Si vous bâillonnez les opinions dissidentes sachez que vous êtes du mauvais côté de l’histoire…

Nous vivons, de nos jours, le triomphe de l’hymne à la démocratie. Tout au moins, dans les idées, dans les intentions. Mais, la pratique démocratique, reste, elle, à conquérir. Dans cette marche en avant vers la réalisation de la liberté, de l’État de droit, d’alternance politique non violente, de bonne gouvernance, de justice sociale, de solidarité nationale, que nous sommes, de plus en plus nombreux à vouloir, en Afrique en général et à Djibouti en particulier, il est bien, il est même recommandé, des politiques que nous sommes, d’éclairer les populations, d’éclairer le peuple souverain, sur nos démarches, afin de rendre lisibles et visibles nos actions. Le tout étant materné dans une stratégie qui concourt à la crédibilité du combat politique.
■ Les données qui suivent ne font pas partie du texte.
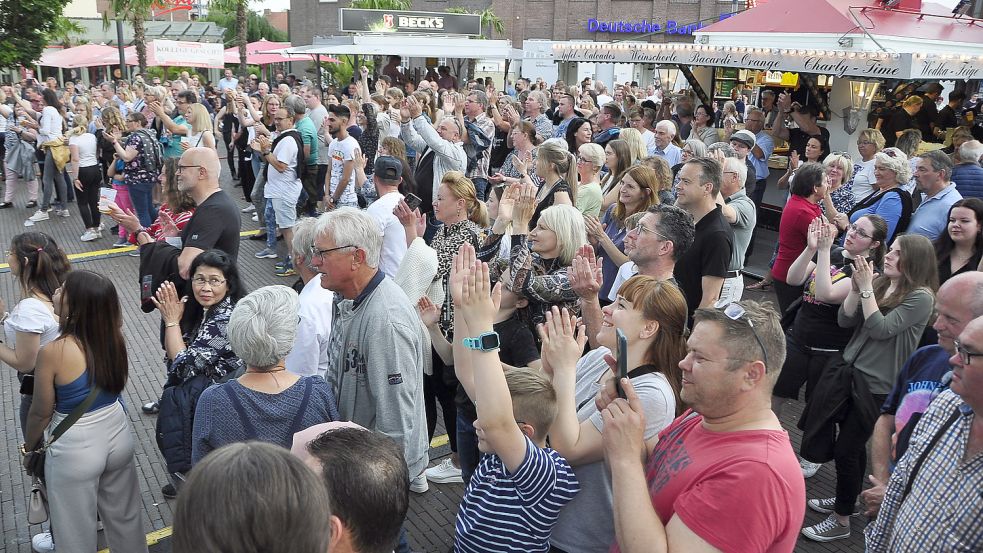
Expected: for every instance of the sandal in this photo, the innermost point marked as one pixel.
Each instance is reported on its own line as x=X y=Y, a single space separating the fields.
x=760 y=286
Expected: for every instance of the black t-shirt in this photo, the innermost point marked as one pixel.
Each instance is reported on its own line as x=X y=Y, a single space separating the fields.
x=215 y=224
x=708 y=256
x=798 y=138
x=518 y=350
x=815 y=323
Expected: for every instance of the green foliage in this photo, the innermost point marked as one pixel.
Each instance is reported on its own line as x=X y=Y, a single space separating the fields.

Il n’est pas contestable que le peuple Djiboutiens, sur les 23 000 km2 du territoire national, survit. Pour se faire soigner, il faut avoir l’argent, sinon, on crève. Combien des compatriotes malades meurent faute de soin, transportés d’urgence, dans la nuit, à l’hôpital, n’ont pu voir le jour se lever alors qu’une personne venue de somalie(Hargeisa), parce qu’il est de la famille de KADRA(épouse de IOG), soit transporter avec un avion privé sous la charge de l’état. Est-il possible de proposer, aux Djiboutiens, une alternative à la situation actuelle ? En d’autres termes, est-il possible de faire une offre politique au peuple Djiboutiens tout entier ? Ma réponse est oui. Mais qui, dans un pays à la recherche de la démocratie, face à un pouvoir établi, reconnu au niveau international, peut faire une offre politique digne, circonstanciée et rassembleur, sinon qu’une opposition organisée, unifiée et crédible ?
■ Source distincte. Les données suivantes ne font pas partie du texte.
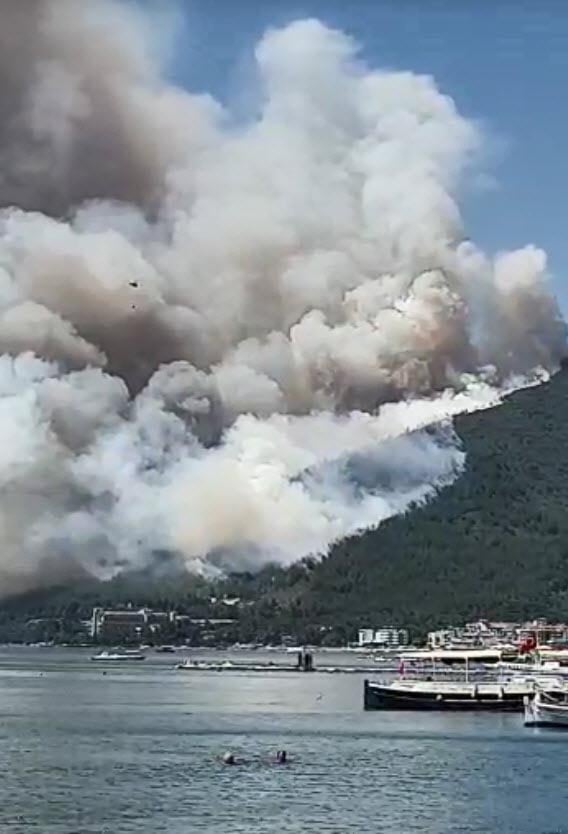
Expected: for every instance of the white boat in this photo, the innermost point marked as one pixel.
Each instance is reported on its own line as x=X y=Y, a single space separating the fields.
x=546 y=709
x=111 y=657
x=544 y=669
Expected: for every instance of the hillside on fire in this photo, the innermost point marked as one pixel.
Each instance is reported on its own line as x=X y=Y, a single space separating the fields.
x=494 y=543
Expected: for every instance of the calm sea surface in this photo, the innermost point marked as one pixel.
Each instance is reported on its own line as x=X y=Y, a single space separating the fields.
x=90 y=749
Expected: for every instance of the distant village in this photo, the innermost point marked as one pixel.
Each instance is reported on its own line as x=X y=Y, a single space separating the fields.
x=133 y=626
x=494 y=639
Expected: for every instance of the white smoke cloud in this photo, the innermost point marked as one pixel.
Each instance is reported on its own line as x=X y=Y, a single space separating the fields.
x=226 y=342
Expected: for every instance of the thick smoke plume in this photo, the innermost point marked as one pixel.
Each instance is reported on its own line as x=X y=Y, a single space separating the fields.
x=223 y=340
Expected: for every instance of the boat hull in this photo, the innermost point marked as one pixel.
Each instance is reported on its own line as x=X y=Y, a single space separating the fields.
x=538 y=714
x=387 y=697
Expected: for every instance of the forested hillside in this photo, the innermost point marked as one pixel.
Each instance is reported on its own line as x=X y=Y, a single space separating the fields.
x=495 y=544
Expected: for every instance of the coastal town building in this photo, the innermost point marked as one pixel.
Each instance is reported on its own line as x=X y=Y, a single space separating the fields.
x=386 y=637
x=128 y=623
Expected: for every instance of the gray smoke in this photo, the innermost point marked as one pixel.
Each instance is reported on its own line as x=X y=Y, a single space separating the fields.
x=222 y=341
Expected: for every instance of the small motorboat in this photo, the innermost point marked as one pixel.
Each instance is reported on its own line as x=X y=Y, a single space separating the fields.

Le monde change, les peuples aussi. Nous sommes au 21ème siècle. Le discours du président Obama était très clair pour ce qui s’accrochent au pouvoir :

<< A ceux qui s’accrochent au pouvoir par la corruption et la fraude, et en bâillonnant les opinions dissidentes, sachez que vous êtes du mauvais côté de l’histoire, mais que nous vous tendrons la main si vous êtes prêts à desserrer votre étau. Aux habitants des pays pauvres, nous promettons de travailler à vos côtés pour faire en sorte que vos fermes prospèrent et que l’eau potable coule, de nourrir les corps affamés et les esprits voraces. >>

Il faut que le pouvoir Djiboutien sache que la politique doit désormais se faire avec une certaine éthique. Monsieur le président, ceux qui veulent profiter de système vont vous conseiller d’écraser tous les opposants et bâillonner les opinions dissidentes, et bien ceux-là organise votre descente à l’enfer. Rappelez-vous que l’opposions ont été obligés d’aller aux élections avec la règle et procédure que vous avez mise en place parce qu’ils étaient des démocrates.

Qui ne souvient pas le candidat Moussa Ahmed, un homme très pacifique.
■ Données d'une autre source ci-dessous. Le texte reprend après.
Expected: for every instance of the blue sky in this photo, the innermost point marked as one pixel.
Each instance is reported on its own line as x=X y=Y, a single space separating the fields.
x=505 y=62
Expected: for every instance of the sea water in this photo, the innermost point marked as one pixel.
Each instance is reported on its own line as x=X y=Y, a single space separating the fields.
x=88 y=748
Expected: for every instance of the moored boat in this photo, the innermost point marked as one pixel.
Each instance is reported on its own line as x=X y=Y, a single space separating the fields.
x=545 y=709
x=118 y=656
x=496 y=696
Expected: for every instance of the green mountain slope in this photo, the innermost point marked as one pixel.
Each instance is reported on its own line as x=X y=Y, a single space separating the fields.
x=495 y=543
Cet homme de paix n’a pas voulu répondre à la provocation ni à l’intimidation dont il a été victime. C’est homme a su éviter l’affrontement au sein de la famille Djiboutienne. Il a même perdu son fils adoptif lors de l’assaut de police chez lui.

Il faut que tu sache monsieur le président, que Moussa Ahmed, Ahmed Dini et DAF n’avaient pas utilisé la carte tribale sinon aujourd’hui Djibouti serait devenu comme la somalie. Par conséquent, je lève mon chapeaux à ces hommes des valeurs.

Qui ne souvient pas, du grand leader Ahmed Dini(que Dieu l’amène au paradis Amiin), après une guerre, c’est homme à qui nous devons réellement la paix au sein de la famille Djiboutienne. Les leaders de l’opposions se sont présenté avec un esprit d’ouverture et de paix parce qu’il croyaient à leur peuple, à la démocratie, et à la paix. Face à eux, il y avait des hommes qui utilisaient la force et l’intimidation.

Par conséquent, je voudrais rappeler au dictateur que nous ne voulons pas une autre guerre qui peut nous ramener 20 ans en arrière. Pourtant, Il n’est pas trop tard, IOG a une chance de se rattraper avant l’élection prochaine. Cette dernière chance est de corriger les erreurs commis et ainsi sauver la famille Djiboutienne. Les prémices d’une fin de dictature analogue à celle du régime somalien de Siad Barreh sont désormais visibles sur la sole Djiboutien.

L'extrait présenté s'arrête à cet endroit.